The Sochi Project
An Atlas of War and Tourism in the Caucasus
Exhibition: 25 Oct 2013 – 2 Mar 2014
Fri 25 Oct 19:00
FoMu Photo Museum Antwerp
The Sochi Project: An Atlas of War and Tourism in the Caucasus
Rob Hornstra and Arnold Van Bruggen
25.10.2013 > 02.03.2014
The Winter Olympics in 2014 will be held in the South Russian Sochi. It will be the most expensive Games ever, in a subtropical resort and near the very brutal North Caucasus. Since 2009, photographer Rob Hornstra and author Arnold van Bruggen have worked without interruption on a comprehensive documentary about this controversial conflict area.

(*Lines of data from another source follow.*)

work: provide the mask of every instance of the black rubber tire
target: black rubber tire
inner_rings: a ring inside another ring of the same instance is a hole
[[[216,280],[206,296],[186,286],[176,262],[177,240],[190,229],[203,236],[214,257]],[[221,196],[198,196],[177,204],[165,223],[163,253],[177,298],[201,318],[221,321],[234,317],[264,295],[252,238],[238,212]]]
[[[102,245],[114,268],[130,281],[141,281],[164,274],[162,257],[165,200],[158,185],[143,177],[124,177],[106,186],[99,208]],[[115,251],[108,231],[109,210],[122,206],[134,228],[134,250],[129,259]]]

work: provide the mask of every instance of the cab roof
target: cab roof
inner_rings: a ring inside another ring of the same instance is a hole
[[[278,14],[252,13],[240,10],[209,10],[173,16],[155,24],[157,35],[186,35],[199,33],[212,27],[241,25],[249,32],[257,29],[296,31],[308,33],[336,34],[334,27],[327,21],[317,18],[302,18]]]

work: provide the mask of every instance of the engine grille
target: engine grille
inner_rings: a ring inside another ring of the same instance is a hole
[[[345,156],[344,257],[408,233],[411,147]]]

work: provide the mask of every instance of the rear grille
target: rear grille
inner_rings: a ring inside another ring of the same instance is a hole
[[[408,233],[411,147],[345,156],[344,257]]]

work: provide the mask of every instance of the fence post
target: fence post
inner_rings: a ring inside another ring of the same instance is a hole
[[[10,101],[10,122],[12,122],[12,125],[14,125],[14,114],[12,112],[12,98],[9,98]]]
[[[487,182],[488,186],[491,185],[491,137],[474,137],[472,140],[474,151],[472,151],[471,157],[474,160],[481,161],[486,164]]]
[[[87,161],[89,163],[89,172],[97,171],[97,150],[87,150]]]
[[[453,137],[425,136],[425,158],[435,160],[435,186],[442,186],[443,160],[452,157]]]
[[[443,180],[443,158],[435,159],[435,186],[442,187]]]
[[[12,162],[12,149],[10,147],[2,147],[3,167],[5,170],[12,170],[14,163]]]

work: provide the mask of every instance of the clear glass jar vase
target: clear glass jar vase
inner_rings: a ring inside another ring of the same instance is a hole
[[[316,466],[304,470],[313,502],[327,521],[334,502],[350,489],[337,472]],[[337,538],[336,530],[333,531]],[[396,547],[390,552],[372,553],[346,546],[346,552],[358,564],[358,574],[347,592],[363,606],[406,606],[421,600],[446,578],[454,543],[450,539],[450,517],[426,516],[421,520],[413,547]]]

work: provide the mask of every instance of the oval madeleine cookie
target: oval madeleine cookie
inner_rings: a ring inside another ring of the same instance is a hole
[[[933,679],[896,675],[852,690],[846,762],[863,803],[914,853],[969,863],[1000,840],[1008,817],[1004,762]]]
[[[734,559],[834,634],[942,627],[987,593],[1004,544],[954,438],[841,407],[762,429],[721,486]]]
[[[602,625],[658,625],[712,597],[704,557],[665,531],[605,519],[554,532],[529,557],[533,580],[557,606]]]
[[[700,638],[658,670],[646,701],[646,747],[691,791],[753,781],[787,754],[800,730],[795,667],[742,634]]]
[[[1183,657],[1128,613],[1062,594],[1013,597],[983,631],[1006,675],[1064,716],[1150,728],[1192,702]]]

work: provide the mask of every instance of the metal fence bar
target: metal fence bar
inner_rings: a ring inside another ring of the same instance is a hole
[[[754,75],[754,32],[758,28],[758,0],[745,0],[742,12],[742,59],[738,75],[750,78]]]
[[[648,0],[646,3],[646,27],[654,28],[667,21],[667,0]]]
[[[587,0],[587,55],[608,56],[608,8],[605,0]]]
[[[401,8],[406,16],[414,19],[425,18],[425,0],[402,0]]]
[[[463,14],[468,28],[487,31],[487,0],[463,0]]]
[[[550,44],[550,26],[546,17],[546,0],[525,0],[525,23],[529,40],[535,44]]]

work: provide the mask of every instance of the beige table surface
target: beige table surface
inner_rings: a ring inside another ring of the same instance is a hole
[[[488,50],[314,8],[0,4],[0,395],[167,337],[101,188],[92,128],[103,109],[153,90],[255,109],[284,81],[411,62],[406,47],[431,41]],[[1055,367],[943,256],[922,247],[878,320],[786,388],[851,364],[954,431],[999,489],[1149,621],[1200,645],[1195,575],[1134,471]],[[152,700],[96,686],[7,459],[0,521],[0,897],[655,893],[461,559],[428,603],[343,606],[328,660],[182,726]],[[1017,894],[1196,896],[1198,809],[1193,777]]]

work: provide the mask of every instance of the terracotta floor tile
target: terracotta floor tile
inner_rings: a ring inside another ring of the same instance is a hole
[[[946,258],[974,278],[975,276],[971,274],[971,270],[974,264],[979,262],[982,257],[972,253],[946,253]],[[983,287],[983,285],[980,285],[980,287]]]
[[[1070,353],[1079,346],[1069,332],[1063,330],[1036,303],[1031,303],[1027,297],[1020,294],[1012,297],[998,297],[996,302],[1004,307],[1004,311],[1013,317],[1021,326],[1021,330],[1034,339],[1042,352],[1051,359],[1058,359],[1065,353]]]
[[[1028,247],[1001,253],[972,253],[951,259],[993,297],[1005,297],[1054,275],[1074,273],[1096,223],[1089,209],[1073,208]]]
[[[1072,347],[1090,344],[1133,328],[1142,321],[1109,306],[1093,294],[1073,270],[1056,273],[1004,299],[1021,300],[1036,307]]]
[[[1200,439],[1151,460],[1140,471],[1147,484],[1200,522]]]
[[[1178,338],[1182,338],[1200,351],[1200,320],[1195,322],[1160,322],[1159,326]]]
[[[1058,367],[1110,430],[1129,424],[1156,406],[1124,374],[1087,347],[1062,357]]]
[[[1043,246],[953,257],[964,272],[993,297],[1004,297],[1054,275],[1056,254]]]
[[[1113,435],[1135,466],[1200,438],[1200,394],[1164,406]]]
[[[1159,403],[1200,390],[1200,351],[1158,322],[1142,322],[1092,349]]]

The Sochi Project wishes to inform as many people as possible of the people, the country and the turbulent history of this small, but complex region. Topics including corruption, violence, terrorism and tourism are the common themes throughout the project. At regular intervals, finished stories have been released in the form of publications and presentations. This exhibition is the sum total of five years of in-depth, slow-journalism research.
Right from the start in 2009, the funding of The Sochi Project relied on donations from private donors. While Crowdfunding was then unique in Europe, it has since been much imitated.
The Sochi Project does not only receive international attention on account of the unique funding model, it is also amassing numerous international awards. Accordingly, the first annual publication ‘Sanatorium’ received the New York Photo Book Award in early 2010. This was followed by the Dutch Canon Prize, the World Press Photo Award, the Sony World Photography Award and the Magnum Expression Award.
The closing publication ‘The Sochi Project: An Atlas of War and Tourism in the Caucasus’, published by Aperture, will be presented during the first major retrospective of The Sochi Project at FoMu in the autumn of 2013.
The exhibition runs until the Winter Olympics in February 2014 and will also stop at the DePaul Art Museum in Chicago, Fotohof in Salzburg, CONTACT Photography Festival in Toronto and Aperture Gallery in New York.